A Beginners Guide to API Monitoring

An API (Applications Programming Interface) is a computing interface that allows applications to communicate and share data with each other. They are being used in almost every other application and device that we use today, for instance, if you look at IoT trends enhancing business processes, you will find that they are all linked to APIs.i

This means that deprecating or changing it can cause problems that could lead to a lot of losses in terms of money, resources, and information. This gets even worse for public APIs. Public API developers are supposed to make sure that their APIs work well and meet the requirements of their consumers.

Things that affect the performance and quality of an API such as downtime, server load, controller code quality, encryption level among others need to be looked at at all times.

Developers are supposed to test all these factors that affect the performance of an API before they offer it for consumption. However, you also need to monitor the same factors even after deploying your API since some problems might surface when it’s being used. You can set it up with RapidAPI testing to make sure that all tests are done properly.

Monitoring an API

As a developer, monitoring APIs you consume or provide should be an essential part of your development strategy. As a beginner, you might find yourself wondering about the things to monitor or even how to monitor your APIs. In this article, we will talk about some of the things to get you started easily.

Using Functional Tests from Development

This is an important aspect of monitoring and testing APIs especially for developers using or providing their own APIs.
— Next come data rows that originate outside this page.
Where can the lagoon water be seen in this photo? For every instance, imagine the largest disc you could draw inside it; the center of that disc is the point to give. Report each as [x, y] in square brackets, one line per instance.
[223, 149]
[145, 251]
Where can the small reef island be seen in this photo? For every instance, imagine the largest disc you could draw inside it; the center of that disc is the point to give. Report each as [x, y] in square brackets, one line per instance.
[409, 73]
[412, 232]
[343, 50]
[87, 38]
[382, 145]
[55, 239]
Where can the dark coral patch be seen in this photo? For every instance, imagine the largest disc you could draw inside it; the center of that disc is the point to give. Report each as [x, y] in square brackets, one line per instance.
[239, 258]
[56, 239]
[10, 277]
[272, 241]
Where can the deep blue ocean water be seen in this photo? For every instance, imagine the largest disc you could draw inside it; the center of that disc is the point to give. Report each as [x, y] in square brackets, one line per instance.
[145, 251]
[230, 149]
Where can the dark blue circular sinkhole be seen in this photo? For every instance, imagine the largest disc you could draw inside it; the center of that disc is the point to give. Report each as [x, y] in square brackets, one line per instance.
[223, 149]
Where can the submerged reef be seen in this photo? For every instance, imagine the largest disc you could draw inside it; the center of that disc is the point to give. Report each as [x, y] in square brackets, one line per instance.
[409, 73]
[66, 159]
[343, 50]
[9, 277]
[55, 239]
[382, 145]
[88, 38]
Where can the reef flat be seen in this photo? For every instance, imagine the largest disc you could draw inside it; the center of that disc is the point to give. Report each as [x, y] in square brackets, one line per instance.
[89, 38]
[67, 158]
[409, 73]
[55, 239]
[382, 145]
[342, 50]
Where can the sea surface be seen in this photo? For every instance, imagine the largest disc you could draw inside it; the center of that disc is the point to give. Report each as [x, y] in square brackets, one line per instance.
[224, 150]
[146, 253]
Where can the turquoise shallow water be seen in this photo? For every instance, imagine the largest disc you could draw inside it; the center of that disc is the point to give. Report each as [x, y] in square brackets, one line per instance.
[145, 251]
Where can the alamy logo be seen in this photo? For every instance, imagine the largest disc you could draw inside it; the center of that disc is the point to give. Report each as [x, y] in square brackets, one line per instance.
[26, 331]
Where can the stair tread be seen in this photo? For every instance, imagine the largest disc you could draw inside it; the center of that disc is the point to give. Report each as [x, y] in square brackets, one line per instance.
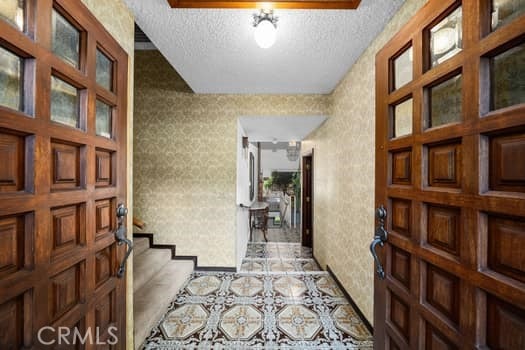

They can re-use functional tests they created during the development and testing phases of the API. This has a number of advantages;

  • If you set up your functional tests during development and testing to give you error messages in case of an issue, you will be able to get detailed information on errors during the API monitoring making analysis easier.
  • The functional tests will scrutinize the functionality of your API during monitoring instead of getting just the availability reports. 
  • It is easier since you know how the functional tests are written and helps in saving time.
  • If the functional tests are written to show statistics on the expected usage of the API, they can be used during monitoring to show how your APIs are being used and how they will be used in the future. This can help in improving the API to meet future demands.

Creating Tests that Mimic Actual Use Cases

Developers integrating public APIs with their applications are supposed to make sure that they not only know how those APIs operate, but also about any failures associated with them before their application users notice the failures.

This means that developers are supposed to create monitors that mimic how an API is used in their applications. For instance, if you are using a Facebook API that shows the feed of a certain page, your API monitor should be doing the same thing, not doing anything else.

It is also important to monitor all your use cases. Some developers monitor a single request, especially the first one, and think that they are monitoring their APIs. All requests should be monitored in sequence just like they are used by your application.

Using a Dedicated Account

APIs require one to use their access key or credentials in their requests. When monitoring an API, it is important to use a dedicated account to make sure that monitors are run with the same access rights as the API users.

Conclusion

API monitoring is an important part of the API lifecycle. It helps developers to avoid problems or to solve those that arise quickly. Since APIs are part and parcel of running applications, developers should make sure that they develop strong mechanisms to protect them from failure.